Astronomers have used the James Webb Space Telescope to peer through the filaments of dust and gas in the Tarantula Nebula, the brightest and biggest stellar nursery around



Space



6 September 2022

The Tarantula Nebula as seen by JWST’s Near-Infrared Camera

NASA, ESA, CSA, STScI

Amid an enormous cloud of dust and gas, thousands of stars are forming. Many of these stars have never been seen before, but these images from the James Webb Space Telescope (JWST) are revealing them for the first time.

These pictures show the Tarantula Nebula, located about 161,000 light-years away in the Large Magellanic Cloud – a galaxy that orbits the Milky Way. The nebula is the biggest and brightest one in all the nearby galaxies, and hosts some of the hottest and most massive stars astronomers have ever seen.

The massive young stars that form a sparkling blue cluster near the centre of the above image have cleared out the gas around them with their powerful radiation and intense stellar winds, revealing pillars of relatively dense gas inside which more young stars are forming. The above image was taken with JWST’s Near-Infrared Camera (NIRCam), showing the dusty filaments that make up the web of the Tarantula Nebula.

But viewed in longer wavelengths by JWST’s Mid-infrared Instrument (MIRI) in the picture below, the web takes on a different countenance. These wavelengths allow us to peer deeper into the cloud than ever before, and tiny points of light indicate protostars still in the process of formation. Hydrocarbons, shown in blue and purple, skim the edges of dust clouds like ghostly veils, while the densest areas of dust obstruct JWST’s view completely, as in the lower left corner.
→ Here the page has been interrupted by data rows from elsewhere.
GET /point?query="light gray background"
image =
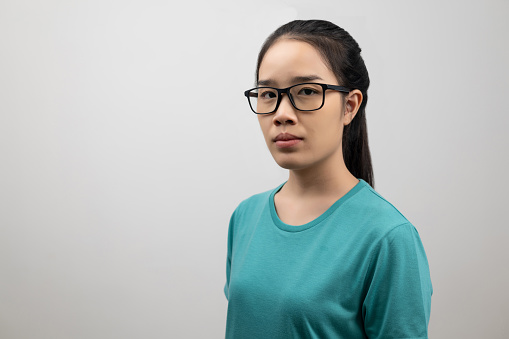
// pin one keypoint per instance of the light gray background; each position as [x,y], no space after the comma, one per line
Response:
[126,143]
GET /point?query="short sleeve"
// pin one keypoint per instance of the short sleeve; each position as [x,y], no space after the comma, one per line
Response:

At the longer wavelengths of light captured by its Mid-Infrared Instrument (MIRI), Webb focuses on the area surrounding the central star cluster and unveils a very different view of the Tarantula Nebula. In this light, the young hot stars of the cluster fade in brilliance, and glowing gas and dust come forward. Abundant hydrocarbons light up the surfaces of the dust clouds, shown in blue and purple. Much of the nebula takes on a more ghostly, diffuse appearance because mid-infrared light is able to show more of what is happening deeper inside the clouds. Still-embedded protostars pop into view within their dusty cocoons, including a bright group at the very top edge of the image, left of center. Other areas appear dark, like in the lower-right corner of the image. This indicates the densest areas of dust in the nebula, that even mid-infrared wavelengths cannot penetrate. These could be the sites of future, or current, star formation.

NASA, ESA, CSA, STScI, Webb ERO Production

The Tarantula Nebula is of particular interest to astronomers because of its frenzied rate of star formation – nowhere in our own galaxy are stars formed in such huge quantities. This makes it relatively similar to dusty galaxies from billions of years ago, when star formation in the universe was at its most intense in the universe’s so-called “cosmic noon”. JWST will be able to observe those galaxies, so comparing those observations with the more detailed ones of this nebula may help us understand the universe’s most active time.